Flashback: What began in April as student demonstrations tied to the death of a reformist former leader, Hu Yaobang, “swelled as older people joined and the list of demands broadened,” writes Willis Sparks of GZERO Media.
- “The occupation of the square took on a life on its own, and some within the Communist Party leadership began to see a threat to their monopoly on political power.”
- “The contest for control of the square soon became a battle for information. ... Any sign of movement by police or soldiers sent protesters scrambling to landline telephones in nearby buildings to call supporters to flood the square to make it more difficult for security forces to enter.”
What happened next, on the morning of June 4, is infamous around the world and a closely guarded secret in China.
- Dong Shengkun, a protestor who was arrested after Tiananmen and spent 17 years in prison, saw armored vehicles and soldiers firing indiscriminately.
- “There was blood and brain matter all over the ground. There were dead people lying in the streets. Those who survived got up and helped the injured back indoors or into the alleys,” he told the Washington Post’s Anna Fifield.

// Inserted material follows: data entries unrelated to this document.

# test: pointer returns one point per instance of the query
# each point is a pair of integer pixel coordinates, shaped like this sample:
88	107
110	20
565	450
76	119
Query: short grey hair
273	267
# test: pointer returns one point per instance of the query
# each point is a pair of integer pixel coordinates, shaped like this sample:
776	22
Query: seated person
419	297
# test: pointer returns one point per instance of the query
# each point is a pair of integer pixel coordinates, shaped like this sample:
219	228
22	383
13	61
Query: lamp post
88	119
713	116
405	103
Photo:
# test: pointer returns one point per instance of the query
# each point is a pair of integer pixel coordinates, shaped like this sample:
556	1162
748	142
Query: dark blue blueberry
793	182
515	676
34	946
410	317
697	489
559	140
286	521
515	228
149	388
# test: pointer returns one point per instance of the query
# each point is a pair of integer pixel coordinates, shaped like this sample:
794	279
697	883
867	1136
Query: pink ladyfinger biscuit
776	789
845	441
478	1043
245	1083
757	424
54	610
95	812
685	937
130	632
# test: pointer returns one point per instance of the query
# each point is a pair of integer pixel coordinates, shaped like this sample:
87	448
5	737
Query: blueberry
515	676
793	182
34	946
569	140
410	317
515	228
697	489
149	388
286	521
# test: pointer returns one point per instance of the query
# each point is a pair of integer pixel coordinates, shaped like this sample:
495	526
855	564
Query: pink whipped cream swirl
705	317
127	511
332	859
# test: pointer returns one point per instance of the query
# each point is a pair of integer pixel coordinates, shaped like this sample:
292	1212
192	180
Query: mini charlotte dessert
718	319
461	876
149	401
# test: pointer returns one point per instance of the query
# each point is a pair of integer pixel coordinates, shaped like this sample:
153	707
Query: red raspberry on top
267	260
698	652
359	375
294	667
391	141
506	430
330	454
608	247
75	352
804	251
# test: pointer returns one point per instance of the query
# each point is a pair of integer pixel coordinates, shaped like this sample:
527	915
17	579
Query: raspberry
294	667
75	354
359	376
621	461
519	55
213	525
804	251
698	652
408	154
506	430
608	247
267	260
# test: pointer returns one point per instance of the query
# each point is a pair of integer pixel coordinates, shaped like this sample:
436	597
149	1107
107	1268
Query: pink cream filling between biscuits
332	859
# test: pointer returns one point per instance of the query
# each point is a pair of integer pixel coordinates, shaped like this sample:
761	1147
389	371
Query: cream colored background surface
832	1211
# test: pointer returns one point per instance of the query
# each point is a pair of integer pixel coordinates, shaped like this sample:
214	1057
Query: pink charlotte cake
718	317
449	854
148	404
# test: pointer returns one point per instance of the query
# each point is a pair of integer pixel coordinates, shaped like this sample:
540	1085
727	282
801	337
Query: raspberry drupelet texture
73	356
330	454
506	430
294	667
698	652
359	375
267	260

- “In tears, I told a major that I was in the army, too, and that I never imagined that some day my own comrades would be pointing their guns at me.”
The Chinese Communist Party (CCP) has rewritten textbooks, authored propaganda and aggressively censored any information related to the massacre in an effort to erase not only historical memory of it, but also the democratic idealism that powered the protests.

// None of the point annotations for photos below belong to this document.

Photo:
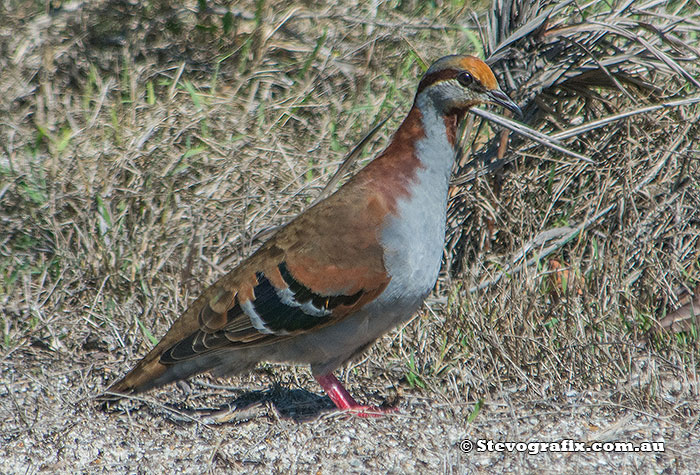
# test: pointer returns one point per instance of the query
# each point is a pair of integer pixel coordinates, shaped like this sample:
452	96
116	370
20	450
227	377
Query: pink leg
344	401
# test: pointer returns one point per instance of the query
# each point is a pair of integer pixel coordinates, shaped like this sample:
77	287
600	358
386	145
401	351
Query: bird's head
456	83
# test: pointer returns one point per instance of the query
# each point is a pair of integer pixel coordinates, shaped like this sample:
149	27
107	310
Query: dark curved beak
499	97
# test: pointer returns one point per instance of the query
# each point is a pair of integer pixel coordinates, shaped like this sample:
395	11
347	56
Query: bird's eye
465	79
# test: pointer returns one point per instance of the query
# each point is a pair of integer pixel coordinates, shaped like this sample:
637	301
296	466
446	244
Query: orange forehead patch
479	70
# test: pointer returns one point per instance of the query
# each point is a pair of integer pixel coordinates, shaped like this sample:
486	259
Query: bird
350	268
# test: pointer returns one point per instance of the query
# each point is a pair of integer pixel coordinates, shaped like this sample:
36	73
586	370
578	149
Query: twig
545	252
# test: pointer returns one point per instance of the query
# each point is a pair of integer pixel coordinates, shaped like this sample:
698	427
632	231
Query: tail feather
151	373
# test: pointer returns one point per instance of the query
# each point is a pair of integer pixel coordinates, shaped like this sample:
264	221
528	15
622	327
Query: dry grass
147	148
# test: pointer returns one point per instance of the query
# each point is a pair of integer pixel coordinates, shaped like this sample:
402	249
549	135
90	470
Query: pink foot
345	402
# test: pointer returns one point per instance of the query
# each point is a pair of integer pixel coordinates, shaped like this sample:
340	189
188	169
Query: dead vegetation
147	146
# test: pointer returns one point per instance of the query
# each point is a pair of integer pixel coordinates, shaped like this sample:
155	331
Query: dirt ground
148	147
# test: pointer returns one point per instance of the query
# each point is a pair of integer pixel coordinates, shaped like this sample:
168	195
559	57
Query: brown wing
319	268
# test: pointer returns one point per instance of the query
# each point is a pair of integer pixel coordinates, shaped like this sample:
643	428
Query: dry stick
545	252
526	131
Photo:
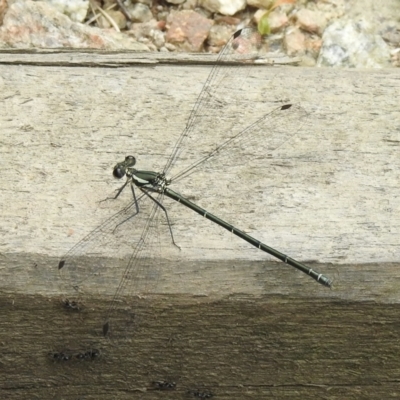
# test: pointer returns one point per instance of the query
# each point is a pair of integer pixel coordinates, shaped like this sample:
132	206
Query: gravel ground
339	33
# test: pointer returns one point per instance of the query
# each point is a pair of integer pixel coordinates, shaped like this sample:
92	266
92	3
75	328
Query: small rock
38	24
188	30
140	13
294	42
310	21
265	4
175	1
225	7
276	19
347	43
75	9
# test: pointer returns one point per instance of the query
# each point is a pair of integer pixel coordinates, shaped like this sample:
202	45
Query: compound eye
119	172
130	161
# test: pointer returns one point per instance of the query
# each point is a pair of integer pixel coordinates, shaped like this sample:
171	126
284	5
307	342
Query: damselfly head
120	169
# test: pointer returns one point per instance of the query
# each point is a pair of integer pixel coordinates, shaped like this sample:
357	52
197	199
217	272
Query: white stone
225	7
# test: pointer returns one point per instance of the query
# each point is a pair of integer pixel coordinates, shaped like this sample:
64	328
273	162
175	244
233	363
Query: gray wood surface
226	318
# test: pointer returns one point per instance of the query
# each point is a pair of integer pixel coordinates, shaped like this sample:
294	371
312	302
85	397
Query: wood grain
217	314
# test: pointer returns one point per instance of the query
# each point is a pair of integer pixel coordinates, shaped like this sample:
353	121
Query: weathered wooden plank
234	322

- Chinese Defense Minister Wei Fenghe said Sunday that authoritiesmade the “correct” decision 30 years ago. His rationale was that “political turmoil” had to be sorted out, and China has “enjoyed stability” since.

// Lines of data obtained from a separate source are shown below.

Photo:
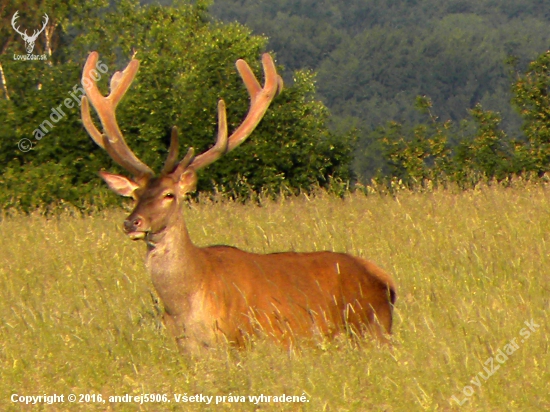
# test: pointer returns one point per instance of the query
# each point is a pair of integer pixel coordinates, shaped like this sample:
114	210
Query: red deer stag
221	293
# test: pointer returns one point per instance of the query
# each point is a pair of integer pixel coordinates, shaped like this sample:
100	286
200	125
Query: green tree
531	97
186	65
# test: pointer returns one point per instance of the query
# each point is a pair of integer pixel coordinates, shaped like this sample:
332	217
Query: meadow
80	315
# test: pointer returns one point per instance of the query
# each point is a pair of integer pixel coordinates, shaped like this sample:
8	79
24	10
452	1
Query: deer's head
29	40
158	197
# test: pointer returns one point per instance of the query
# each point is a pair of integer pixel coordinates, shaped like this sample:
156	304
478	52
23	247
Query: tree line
409	91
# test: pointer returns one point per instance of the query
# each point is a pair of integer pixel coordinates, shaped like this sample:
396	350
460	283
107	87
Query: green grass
79	314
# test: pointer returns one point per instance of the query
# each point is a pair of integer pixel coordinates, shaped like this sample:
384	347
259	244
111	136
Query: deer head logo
29	40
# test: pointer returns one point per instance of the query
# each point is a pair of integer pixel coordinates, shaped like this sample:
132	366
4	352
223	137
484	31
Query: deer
218	294
29	40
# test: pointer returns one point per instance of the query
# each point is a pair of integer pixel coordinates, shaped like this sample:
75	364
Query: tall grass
79	313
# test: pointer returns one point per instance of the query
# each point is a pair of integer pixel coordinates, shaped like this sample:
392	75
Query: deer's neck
174	264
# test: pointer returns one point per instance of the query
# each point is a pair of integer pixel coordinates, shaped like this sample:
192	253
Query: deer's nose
133	223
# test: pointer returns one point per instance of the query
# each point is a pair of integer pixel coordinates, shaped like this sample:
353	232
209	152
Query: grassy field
79	314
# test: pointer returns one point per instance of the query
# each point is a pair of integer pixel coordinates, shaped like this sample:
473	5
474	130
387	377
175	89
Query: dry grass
471	267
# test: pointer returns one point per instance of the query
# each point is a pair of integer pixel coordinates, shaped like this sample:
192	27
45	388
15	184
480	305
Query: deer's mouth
137	235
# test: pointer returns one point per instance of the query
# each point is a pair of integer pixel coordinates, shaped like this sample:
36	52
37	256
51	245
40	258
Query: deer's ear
188	181
119	184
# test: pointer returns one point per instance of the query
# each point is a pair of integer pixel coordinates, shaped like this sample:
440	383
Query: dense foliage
186	65
374	57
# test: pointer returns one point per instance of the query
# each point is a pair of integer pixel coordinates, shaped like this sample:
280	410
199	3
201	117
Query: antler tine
260	99
172	159
105	108
221	146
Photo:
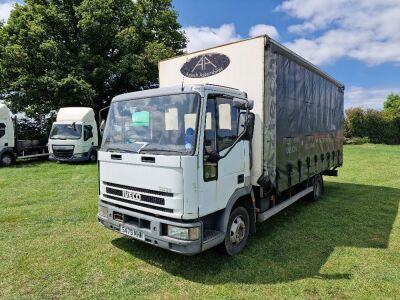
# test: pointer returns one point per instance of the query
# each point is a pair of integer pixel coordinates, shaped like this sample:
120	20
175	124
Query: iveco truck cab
74	135
233	135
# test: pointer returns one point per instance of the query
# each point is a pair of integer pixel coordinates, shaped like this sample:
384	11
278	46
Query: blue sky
356	41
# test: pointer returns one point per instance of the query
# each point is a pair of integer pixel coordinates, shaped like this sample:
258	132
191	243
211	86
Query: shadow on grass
292	245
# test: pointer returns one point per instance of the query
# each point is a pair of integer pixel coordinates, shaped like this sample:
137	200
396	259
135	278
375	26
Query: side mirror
102	127
243	103
246	125
213	155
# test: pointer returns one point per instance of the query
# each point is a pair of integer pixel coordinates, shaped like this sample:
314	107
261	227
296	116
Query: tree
57	53
392	104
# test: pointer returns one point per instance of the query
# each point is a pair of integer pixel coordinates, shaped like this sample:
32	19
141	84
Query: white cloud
365	30
5	10
367	97
261	29
205	37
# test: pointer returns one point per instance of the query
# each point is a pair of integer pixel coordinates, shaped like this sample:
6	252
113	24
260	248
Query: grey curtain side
303	121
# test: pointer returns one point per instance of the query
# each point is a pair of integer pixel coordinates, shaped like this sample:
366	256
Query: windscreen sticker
141	118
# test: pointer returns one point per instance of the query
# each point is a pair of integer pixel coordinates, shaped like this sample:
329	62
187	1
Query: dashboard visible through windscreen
164	124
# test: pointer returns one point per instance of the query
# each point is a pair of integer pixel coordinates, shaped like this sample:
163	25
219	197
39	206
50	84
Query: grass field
347	245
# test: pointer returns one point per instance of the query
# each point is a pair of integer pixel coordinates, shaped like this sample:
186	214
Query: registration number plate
132	233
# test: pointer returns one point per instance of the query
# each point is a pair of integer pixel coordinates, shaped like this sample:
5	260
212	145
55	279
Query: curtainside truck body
74	135
233	135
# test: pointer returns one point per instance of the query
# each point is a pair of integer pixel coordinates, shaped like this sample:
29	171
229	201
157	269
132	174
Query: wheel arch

The crackdown “cut short a decade of Chinese political enlightenment,” Minxin Pei writes for Nikkei Asian Review.
- “Indeed, it is difficult to imagine the intellectual fervor and diversity of the 1980s when we look at today's China, where ideological re-indoctrination, censorship, and persecution of outspoken thinkers have turned the country into an intellectual wasteland.”
- “No one knows what China would look like had the enlightenment movement of the 1980s not been cut short. … But one thing is sure. In the aftermath of the crackdown, the CCP launched a systematic campaign of anti-enlightenment to eradicate the movement's influence.”
The big picture: 1989 is remembered in the U.S. and Europe as a time of democratic possibility because of an event that happened five months later — the fall of the Berlin Wall, Gideon Rachman writes in the FT.
- The world looked destined to go the direction of Berlin, with walls coming down and politics opening up — even in China. It hasn't quite worked out that way.